WWE needs to be careful with this strategy. You can only rely on celebrity shock value so many times before the core audience turns on it. Logan Paul was an anomaly who actually learned the craft.

Bringing in influencers for one-off stunts has a very short shelf life. My prediction is that IShowSpeed vanishes from WWE television for the next few months. We might see him again at SummerSlam, but he will not be anywhere near the card in May.

Final Predictions for May 9

Backlash is traditionally the hangover pay-per-view. It relies entirely on WrestleMania rematches and the immediate fallout from the stadium show. But this year feels slightly different.

We have cross-promotional finisher steals that are dominating the conversation.

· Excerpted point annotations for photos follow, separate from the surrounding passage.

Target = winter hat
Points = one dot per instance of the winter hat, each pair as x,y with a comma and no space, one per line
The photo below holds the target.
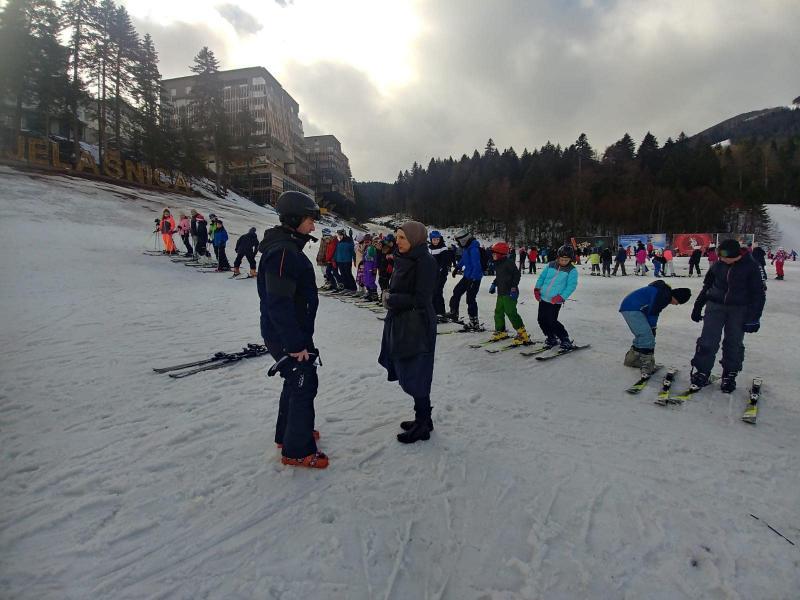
500,248
416,233
729,249
682,295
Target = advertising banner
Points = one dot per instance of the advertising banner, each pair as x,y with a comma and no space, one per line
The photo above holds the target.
685,243
742,238
582,243
659,240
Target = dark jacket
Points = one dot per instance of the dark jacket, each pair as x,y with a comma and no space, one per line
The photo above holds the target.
410,325
506,276
247,243
738,284
287,289
444,258
650,300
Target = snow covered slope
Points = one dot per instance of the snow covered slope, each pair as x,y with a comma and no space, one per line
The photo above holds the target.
786,218
542,480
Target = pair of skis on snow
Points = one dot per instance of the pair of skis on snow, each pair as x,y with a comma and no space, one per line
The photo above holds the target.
665,395
217,361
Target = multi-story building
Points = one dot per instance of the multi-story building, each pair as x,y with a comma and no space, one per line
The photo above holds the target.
278,161
330,172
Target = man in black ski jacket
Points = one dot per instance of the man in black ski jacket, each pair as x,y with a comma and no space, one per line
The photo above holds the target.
246,245
287,289
733,296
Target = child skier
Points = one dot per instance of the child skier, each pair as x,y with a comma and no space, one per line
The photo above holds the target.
733,296
505,284
555,284
641,309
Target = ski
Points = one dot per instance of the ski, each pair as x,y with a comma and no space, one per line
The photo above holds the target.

We have a masked luchador holding the Intercontinental title and publicly cursing out the biggest heel in the company. The board is perfectly set for next month.

WWE just needs to avoid tripping over their own feet in the next 18 days. They need to protect the finishes, keep the celebrity stunts to a minimum, and let guys like Penta off the leash.

The roster is deep enough to carry a B-level pay-per-view without relying on cheap gimmicks. If they focus on the in-ring product, May 9 will be a massive success.